Quantification of Bacteria
Optical Density (OD595) of pure F. psychrophilum bacterial suspension (n = 10) was adjusted at 0.3 (±0.02) with a Perkin Elmer spectrophotometer (Perkin Elmer UV/VIS Spectrometer Lambda 2S, Waltham, MA). DNA was extracted from 1 ml of suspension with the QIAGEN tissue and blood kit (QIAGEN). The total amount of DNA was quantified with a Nanodrop spectrophotometer (ND1000, Witec, Switzerland) and divided by 3.137×10−6 ng [the weight of one F. psychrophilum genome (genome size 2′861’988 bp [20])]. This yields the number of bacteria present in one ml of the starting OD suspension. Thus, an OD of 0.3 corresponds to 3×109±7×108 cells.ml−1 [21].
To determine the limit of detection and evaluate the goodness of FISH for diagnostic purposes, we plated out aliquots of the bacterial suspensions and assessed their growth, as cultures are currently used in veterinary laboratories to assess the presence of the pathogen in fish samples.
Limits of Detection for Suspensions from Pure Cultures
Pure cultures of F. psychrophilum grown on CYAM agar were adjusted in sterile water at 3×109 cells.ml−1 (OD 0.3). Twenty serial two-fold dilutions were prepared and 100 µl of each were plated on CYAM; 10 µl of each dilution were put on a ten-well immunofluorescence microscopy slide. F. psychrophilum (DSM3660) and water were used as positive and negative controls, respectively.
Limits of Detection in Fish Tissues
Serial dilutions of a stock suspension of F. psychrophilum (9.4×107 cells.ml−1) were used for the experiment. For each serial dilution one spleen and one F. psychrophilum isolate were used. In a 200 µl Eppendorf, 10 µl of ground spleen were seeded with 10 µl of a bacterial suspension: 10 µl of the final suspension were placed on a ten-well immunofluorescence microscopy slide and 10 µl were plated on CYAM medium. A 1∶32 dilution of the stock suspension was used as a positive control and a mix of 10 µl water and 10 µl of spleen was used as a negative control.
Diagnosis of Putative Infections by FISH
During 2011–2012, fish samples from Swiss fish farms were collected periodically to check for the systemic infection by F. psychrophilum.

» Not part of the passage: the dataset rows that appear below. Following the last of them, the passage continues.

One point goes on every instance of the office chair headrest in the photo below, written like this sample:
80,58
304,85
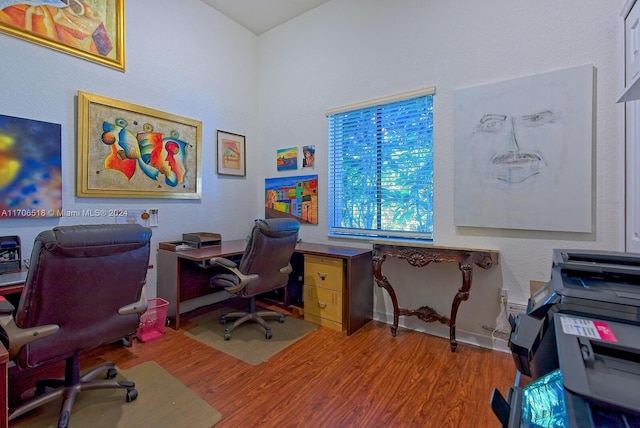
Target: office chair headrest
93,240
100,234
279,226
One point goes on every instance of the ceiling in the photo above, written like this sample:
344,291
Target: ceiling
262,15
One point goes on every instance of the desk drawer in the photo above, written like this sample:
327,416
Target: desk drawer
323,303
325,272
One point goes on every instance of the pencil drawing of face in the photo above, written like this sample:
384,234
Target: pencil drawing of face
512,144
518,139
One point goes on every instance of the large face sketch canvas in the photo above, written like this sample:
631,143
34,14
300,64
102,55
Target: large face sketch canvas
523,153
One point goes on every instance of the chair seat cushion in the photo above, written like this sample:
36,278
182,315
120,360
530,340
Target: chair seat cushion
225,280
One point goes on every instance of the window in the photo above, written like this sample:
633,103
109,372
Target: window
381,168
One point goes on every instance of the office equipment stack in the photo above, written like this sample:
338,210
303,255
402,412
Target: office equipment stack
579,342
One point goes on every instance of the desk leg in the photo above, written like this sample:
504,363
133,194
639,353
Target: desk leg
382,282
466,268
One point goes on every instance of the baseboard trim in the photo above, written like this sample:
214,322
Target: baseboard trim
441,330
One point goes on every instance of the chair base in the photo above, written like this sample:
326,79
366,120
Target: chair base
250,315
69,388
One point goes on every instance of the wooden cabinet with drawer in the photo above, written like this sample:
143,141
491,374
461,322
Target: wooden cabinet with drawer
324,286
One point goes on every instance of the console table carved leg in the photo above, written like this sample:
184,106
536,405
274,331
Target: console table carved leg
463,294
382,282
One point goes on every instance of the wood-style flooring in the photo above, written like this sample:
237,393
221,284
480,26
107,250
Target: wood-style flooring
326,379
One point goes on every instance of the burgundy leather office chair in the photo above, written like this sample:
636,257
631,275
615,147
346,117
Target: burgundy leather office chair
264,266
83,289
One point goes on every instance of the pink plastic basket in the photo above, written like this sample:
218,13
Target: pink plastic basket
152,322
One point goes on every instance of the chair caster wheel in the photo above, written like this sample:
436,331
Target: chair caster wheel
40,390
132,394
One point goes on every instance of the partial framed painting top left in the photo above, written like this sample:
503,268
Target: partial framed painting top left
30,168
89,29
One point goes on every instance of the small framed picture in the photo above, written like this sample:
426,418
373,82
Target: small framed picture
308,156
232,159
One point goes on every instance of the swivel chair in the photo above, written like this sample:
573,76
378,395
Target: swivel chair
264,266
83,289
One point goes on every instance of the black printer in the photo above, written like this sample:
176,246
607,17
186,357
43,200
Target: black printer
595,385
605,285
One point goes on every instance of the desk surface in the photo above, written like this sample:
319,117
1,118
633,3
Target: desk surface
232,248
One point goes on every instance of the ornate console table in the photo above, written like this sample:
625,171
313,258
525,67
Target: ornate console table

In addition, each potential infection reported by fish farmers was screened by FISH with the Pan-Flavo and F. psychrophilum probes to check for the presence of the pathogen on skin and spleen tissues.
The entire spleen and a sample of skin mucus were homogenized individually in 200 µl of sterilized water. 10 µl of each homogenate were added to a ten-well immunofluorescence microscopy slide and 100 µl were plated on CYAM agar medium for control.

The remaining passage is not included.